An Effective and Cost-Efficient Agentic Framework for Ethereum Smart Contract Auditing

Smart contract security is paramount, but identifying intricate business logic vulnerabilities remains a persistent challenge because existing solutions consistently fall short: manual auditing is unscalable, static analysis tools are plagued by false positives, and fuzzers struggle to navigate deep logic states within complex systems. Even emerging AI-based methods suffer from hallucinations, context constraints, and a heavy reliance on expensive, proprietary Large Language Models. In this paper, we introduce Heimdallr, an automated auditing agent designed to overcome these hurdles through four core innovations. By reorganizing code at the function level, Heimdallr minimizes context overhead while preserving essential business logic. It then employs heuristic reasoning to detect complex vulnerabilities and automatically chain functional exploits. Finally, a cascaded verification layer validates these findings to eliminate false positives. Notably, this approach achieves high performance on lightweight, open-source models like GPToss-120B without relying on proprietary systems. Our evaluations demonstrate exceptional performance, as Heimdallr successfully reconstructed 17 out of 20 real-world attacks post June 2025, resulting in total losses of $384M, and uncovered 4 confirmed zero-day vulnerabilities that safeguarded $400M in TVL. Compared to SOTA baselines including both official industrial tools and academic tools, Heimdallr at most reduces analysis time by 97.59% and financial costs by 98.77% while boosting detection precision by over 93.66%. Notably, when applied to auditing contests, Heimdallr can achieve a 92.45% detection rate at a negligible cost of $2.31 per 10K LOC. We provide production-ready auditing services and release valuable benchmarks for future work.

翻译：智能合约安全性至关重要，但识别复杂的业务逻辑漏洞仍是一项持续挑战，因为现有解决方案始终存在不足：人工审计难以扩展，静态分析工具饱受误报困扰，而模糊测试器难以在复杂系统中遍历深层逻辑状态。
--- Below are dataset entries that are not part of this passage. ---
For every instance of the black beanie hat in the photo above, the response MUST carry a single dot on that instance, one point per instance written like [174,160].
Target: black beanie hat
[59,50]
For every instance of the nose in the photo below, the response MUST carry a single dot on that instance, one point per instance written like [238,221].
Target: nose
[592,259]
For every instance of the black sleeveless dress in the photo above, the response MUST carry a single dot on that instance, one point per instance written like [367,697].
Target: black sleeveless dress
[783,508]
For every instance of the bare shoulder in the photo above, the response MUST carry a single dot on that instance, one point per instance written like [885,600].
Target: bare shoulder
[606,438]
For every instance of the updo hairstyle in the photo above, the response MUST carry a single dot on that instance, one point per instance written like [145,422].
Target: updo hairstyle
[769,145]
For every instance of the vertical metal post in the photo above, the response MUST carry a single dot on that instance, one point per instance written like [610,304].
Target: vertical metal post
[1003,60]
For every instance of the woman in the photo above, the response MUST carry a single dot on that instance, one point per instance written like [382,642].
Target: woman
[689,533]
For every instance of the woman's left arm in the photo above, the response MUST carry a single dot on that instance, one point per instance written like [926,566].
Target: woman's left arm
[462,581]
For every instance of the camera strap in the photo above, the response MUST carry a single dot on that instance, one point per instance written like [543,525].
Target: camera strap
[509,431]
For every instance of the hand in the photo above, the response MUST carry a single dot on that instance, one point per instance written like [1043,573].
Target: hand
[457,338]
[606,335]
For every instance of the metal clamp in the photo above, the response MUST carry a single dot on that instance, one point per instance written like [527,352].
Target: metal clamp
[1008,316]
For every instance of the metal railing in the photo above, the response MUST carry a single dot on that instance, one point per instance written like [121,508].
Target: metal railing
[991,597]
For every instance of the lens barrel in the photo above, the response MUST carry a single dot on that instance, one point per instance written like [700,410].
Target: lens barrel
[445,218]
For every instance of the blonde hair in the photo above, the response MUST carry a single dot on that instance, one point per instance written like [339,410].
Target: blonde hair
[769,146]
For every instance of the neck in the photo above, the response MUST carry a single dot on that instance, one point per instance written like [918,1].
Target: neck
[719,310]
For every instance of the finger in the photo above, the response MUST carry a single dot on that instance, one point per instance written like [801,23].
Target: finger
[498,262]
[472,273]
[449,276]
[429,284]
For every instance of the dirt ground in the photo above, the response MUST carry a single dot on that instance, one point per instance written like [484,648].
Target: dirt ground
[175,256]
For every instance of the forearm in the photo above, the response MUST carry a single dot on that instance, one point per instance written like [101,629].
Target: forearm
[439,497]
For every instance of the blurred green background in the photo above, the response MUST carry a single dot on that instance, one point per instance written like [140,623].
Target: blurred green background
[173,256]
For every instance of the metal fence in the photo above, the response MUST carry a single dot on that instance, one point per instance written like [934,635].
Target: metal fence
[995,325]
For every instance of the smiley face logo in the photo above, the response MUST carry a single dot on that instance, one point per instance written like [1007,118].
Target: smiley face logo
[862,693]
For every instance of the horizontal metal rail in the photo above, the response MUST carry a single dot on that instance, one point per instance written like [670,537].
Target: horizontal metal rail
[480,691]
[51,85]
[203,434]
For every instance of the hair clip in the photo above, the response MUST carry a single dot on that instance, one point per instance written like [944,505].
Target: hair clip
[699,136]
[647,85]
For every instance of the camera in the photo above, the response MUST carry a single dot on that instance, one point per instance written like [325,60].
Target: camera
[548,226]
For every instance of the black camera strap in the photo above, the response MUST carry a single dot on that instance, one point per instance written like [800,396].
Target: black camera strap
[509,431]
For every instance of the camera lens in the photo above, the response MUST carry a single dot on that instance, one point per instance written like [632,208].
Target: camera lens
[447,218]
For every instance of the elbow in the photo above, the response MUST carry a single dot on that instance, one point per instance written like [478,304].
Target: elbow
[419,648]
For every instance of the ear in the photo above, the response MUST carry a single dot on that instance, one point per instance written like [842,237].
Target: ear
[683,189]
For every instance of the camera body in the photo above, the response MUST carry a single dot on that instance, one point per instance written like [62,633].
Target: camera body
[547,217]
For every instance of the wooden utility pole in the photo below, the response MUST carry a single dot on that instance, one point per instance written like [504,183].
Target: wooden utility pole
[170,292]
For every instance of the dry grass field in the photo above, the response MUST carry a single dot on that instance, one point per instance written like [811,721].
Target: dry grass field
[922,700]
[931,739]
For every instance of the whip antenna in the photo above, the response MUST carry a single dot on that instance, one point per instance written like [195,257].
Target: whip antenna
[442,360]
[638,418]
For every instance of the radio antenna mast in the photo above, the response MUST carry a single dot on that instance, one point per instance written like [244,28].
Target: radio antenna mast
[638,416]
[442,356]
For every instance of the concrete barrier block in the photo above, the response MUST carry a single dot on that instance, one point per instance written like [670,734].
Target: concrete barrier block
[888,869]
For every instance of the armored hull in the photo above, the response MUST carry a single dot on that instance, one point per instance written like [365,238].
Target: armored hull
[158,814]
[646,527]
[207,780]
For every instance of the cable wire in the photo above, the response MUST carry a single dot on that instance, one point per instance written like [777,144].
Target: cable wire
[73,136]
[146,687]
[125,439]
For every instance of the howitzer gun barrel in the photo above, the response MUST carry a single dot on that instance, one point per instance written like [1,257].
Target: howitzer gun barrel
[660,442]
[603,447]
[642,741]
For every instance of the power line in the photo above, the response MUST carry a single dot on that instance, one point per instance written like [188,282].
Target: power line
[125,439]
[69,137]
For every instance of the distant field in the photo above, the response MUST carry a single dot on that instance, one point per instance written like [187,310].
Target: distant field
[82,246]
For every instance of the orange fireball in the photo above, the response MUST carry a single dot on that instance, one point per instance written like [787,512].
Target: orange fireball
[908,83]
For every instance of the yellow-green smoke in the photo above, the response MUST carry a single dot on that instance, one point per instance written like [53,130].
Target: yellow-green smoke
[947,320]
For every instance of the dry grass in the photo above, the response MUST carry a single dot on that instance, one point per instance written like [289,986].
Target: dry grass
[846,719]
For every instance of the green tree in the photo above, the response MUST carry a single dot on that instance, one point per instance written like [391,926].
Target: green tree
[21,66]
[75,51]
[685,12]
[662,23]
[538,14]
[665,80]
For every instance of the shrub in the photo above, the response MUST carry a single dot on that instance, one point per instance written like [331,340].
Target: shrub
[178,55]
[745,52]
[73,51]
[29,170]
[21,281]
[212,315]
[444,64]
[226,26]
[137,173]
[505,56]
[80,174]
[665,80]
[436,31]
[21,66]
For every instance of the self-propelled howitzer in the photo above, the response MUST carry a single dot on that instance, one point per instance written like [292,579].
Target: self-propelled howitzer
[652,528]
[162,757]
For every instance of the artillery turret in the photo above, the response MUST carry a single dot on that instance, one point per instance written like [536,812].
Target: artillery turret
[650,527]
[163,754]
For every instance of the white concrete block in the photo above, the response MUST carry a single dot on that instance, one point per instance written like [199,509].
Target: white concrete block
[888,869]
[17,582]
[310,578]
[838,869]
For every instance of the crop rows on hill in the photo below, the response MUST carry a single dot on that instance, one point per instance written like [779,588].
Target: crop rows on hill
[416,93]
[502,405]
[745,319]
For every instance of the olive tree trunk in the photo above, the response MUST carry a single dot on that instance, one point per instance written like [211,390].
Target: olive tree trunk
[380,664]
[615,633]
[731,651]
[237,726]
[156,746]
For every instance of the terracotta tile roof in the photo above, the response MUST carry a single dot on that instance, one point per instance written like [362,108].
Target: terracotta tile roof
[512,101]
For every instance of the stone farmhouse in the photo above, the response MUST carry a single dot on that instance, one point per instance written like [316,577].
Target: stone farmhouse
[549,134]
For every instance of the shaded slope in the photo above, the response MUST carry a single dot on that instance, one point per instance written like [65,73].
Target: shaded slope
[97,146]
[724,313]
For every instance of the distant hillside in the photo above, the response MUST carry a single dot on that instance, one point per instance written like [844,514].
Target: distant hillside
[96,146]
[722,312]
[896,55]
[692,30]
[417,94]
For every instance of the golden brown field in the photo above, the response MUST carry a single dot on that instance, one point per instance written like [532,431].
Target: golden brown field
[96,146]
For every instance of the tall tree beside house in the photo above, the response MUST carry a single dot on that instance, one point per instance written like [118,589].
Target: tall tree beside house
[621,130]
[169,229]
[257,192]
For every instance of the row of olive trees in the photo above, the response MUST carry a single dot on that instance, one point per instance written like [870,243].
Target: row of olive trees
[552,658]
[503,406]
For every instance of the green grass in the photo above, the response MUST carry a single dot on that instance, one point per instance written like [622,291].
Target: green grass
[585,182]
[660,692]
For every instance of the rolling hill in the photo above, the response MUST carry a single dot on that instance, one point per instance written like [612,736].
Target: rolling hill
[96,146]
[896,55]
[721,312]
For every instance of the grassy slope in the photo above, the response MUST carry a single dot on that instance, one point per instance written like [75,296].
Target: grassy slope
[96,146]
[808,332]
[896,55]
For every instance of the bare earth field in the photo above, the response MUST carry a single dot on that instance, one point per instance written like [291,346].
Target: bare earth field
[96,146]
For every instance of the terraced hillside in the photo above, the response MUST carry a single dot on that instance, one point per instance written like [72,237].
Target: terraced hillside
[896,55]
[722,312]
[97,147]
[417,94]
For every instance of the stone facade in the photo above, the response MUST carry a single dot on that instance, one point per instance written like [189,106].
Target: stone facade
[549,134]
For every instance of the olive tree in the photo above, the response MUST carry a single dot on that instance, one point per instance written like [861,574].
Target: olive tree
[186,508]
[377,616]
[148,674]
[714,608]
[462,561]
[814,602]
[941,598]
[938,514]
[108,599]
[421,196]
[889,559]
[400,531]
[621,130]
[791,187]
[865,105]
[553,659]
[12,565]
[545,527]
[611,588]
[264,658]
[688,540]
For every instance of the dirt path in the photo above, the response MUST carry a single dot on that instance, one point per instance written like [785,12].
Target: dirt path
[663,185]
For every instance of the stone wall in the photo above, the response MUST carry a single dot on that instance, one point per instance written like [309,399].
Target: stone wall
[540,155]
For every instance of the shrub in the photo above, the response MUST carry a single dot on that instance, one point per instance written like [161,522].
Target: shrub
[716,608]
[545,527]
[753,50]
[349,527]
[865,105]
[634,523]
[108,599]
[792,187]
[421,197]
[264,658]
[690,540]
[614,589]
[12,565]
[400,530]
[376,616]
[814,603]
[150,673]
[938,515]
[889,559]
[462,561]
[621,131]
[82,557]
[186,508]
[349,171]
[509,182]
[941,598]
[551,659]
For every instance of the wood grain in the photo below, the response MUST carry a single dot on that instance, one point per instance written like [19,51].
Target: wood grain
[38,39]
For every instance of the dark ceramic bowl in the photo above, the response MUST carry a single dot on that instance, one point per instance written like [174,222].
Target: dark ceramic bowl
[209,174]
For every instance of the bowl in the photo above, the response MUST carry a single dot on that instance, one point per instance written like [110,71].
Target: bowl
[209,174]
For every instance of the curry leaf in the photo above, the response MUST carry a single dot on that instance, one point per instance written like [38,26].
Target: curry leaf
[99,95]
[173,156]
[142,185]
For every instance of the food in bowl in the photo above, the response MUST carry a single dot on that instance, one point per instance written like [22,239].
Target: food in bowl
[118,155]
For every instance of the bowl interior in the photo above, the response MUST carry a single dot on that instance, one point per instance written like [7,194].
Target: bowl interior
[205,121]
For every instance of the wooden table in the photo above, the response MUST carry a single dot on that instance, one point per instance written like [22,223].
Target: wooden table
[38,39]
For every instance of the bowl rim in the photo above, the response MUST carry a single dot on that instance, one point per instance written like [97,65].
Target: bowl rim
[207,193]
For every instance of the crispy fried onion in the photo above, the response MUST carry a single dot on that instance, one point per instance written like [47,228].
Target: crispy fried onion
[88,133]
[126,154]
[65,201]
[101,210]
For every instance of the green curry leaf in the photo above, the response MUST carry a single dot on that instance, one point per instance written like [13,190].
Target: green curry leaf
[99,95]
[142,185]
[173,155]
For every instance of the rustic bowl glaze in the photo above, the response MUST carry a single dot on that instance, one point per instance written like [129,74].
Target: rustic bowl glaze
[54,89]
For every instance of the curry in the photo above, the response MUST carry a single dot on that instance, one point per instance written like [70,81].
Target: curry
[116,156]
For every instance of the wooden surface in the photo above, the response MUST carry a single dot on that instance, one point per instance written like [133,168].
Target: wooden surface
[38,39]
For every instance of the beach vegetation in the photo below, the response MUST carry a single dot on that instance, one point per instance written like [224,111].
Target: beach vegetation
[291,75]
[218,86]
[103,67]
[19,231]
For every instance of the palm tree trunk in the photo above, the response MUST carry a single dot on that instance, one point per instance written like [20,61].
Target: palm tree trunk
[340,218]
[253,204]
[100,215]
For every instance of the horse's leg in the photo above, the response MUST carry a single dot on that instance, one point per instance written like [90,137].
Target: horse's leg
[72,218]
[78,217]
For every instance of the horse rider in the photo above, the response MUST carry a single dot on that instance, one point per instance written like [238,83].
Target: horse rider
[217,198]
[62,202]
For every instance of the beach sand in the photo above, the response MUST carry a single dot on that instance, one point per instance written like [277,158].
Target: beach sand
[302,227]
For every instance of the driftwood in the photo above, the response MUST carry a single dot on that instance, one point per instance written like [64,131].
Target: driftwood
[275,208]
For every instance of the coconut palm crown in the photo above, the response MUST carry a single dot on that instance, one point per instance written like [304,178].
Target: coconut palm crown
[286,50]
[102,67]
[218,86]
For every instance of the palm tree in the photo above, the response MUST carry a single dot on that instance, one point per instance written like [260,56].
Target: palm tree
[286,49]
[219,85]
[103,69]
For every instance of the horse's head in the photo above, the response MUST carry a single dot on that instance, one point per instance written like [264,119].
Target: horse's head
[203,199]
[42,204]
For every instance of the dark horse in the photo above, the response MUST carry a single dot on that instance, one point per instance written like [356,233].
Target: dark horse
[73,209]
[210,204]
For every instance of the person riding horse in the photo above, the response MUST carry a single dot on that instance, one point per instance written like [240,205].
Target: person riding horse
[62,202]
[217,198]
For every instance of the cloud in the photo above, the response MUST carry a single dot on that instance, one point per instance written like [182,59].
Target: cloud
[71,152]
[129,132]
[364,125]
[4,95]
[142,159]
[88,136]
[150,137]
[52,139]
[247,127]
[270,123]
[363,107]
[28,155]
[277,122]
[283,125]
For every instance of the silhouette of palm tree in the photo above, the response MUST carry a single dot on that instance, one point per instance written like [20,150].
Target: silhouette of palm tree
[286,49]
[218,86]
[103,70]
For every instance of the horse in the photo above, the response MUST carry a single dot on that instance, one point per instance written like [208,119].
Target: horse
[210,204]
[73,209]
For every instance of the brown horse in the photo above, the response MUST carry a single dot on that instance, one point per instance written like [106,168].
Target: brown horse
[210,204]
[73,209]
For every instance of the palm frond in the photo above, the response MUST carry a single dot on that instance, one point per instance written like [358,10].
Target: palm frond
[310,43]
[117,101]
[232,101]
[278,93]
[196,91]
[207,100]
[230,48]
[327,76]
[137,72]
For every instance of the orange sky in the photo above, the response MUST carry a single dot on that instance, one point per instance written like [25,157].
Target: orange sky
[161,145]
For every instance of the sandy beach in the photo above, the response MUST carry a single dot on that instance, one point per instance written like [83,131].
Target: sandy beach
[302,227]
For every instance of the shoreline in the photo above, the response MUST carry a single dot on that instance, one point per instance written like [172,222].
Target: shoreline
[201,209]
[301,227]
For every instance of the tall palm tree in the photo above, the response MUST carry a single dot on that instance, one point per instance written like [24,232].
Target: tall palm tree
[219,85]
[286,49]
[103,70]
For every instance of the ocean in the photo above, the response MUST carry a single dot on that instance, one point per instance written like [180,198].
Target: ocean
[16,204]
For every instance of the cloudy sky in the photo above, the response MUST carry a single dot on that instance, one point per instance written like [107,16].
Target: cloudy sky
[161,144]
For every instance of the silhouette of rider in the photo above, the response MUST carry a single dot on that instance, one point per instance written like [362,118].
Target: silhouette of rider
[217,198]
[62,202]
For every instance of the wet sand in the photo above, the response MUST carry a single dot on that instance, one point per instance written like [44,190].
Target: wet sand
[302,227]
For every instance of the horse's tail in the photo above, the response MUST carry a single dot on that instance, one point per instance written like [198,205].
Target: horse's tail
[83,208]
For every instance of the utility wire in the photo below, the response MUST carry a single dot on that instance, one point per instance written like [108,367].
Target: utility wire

即使是新兴的基于人工智能的方法也存在幻觉问题、上下文限制，并且严重依赖昂贵、专有的大型语言模型。本文中，我们介绍Heimdallr，一种旨在通过四项核心创新克服这些障碍的自动化审计代理。通过在函数级别重组代码，Heimdallr在保留必要业务逻辑的同时最小化上下文开销。随后，它采用启发式推理来检测复杂漏洞并自动链接功能利用链。最后，一个级联验证层对这些发现进行验证以消除误报。值得注意的是，该方法在轻量级开源模型（如GPToss-120B）上实现了高性能，而无需依赖专有系统。我们的评估展示了卓越的性能：Heimdallr成功复现了2025年6月后20起真实攻击中的17起（造成总损失3.84亿美元），并发现了4个已确认的零日漏洞，保护了4亿美元的总锁定价值。与包括官方工业工具和学术工具在内的最先进基线相比，Heimdallr最多可将分析时间减少97.59%，财务成本降低98.77%，同时将检测精度提升超过93.66%。值得注意的是，当应用于审计竞赛时，Heimdallr能以每万行代码2.31美元的可忽略成本实现92.45%的检测率。我们提供生产就绪的审计服务，并为未来工作发布有价值的基准测试集。